J: A jak sprawić, żeby każda osoba na sali czuła, że jej głos jest ważny i potrzebny?
Psycholog biznesu: W bardzo prosty sposób! Ja to nazywam biletem wstępu na spotkanie. Jeśli dysponuję takim biletem, to znaczy, że jestem przygotowany - zebrałem wcześniej informacje na dany temat, wiem, że będę miał coś wartościowego do powiedzenia i już od początku czuję, że jestem istotnym ogniwem zebrania.

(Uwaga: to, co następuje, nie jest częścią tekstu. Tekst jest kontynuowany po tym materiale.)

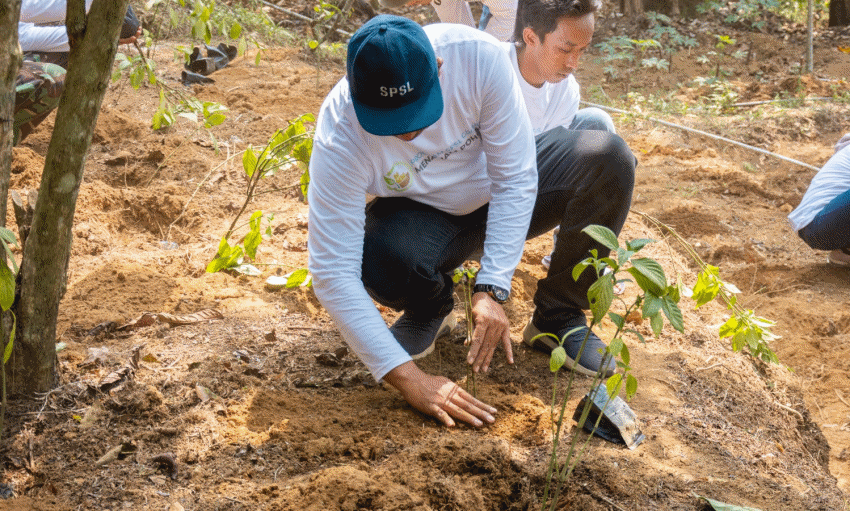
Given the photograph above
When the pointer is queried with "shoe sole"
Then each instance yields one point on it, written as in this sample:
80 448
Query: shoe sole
446 327
546 344
839 259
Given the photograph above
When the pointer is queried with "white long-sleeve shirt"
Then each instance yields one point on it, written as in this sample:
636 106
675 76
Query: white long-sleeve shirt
500 26
832 180
480 150
46 39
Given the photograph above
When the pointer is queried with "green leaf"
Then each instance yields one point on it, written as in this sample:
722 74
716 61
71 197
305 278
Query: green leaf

Ważne jest to, żeby takie spotkania miały elitarny charakter, żeby bycie zaproszonym było czymś wartościowym, co jest pewnego rodzaju wyróżnieniem nas na tle innych - znakiem, że jesteśmy bardzo poważnie traktowani. Powinien być to sygnał, że organizator spotkania ceni doświadczenie, kompetencje, czy umiejętności tej osoby. Swoją drogą, to bardzo dobrze wpływa na samoocenę ludzi.
Czasami zdarzają się osoby, które pomimo jasno zakomunikowanego celu spotkania, bardzo słabo się do niego przygotowują. Jeśli za każdym razem okazuje się, że takie osoby nie wnoszą nic wartościowego, to następnym razem nie powinny zostać w ogóle zaproszone. Działa to jak kubeł zimnej wody – nagle rozumieją, że ich obecność nie jest niezbędna na spotkaniu.
Kolejna ważna uwaga - nie warto zapraszać ludzi, tylko ze względu na to, że mają jakąś ważną funkcję (stanowisko) w firmie, bo tylko marnują miejsce i czas. Jeśli nie traktują tych spotkań poważnie i się do nich nie przygotowują, jeśli to, co prezentują nie jest ważnym wkładem w osiągnięcie celu spotkania, to nie ma sensu ich zapraszać.
J: To bardzo ważne, co mówisz! Mam wrażenie, że dużo osób nie zdaje sobie sprawy, że na spotkania można zapraszać tylko określone grono pracowników. Przyjęło się, że zaprasza się zawsze wszystkich członków zespołu, a jak sama mówisz, czasami bywa to destrukcyjne. A czy tylko szef bądź manager może organizować spotkania zespołu?
Psycholog biznesu: Nie tylko – jeśli którykolwiek członek zespołu ma powód, aby zorganizować takie spotkanie, to nie ma do tego żadnych przeciwskazań. Ważne jest tylko to, co powtórzyłam już wielokrotnie - żeby dobrze rozumiał, czemu ma służyć zebranie kilku osób w przy stole - z jakimi konkretnymi osiągnięciami chce zakończyć spotkanie. Innymi słowy, z czym chce opuścić salę konferencyjną.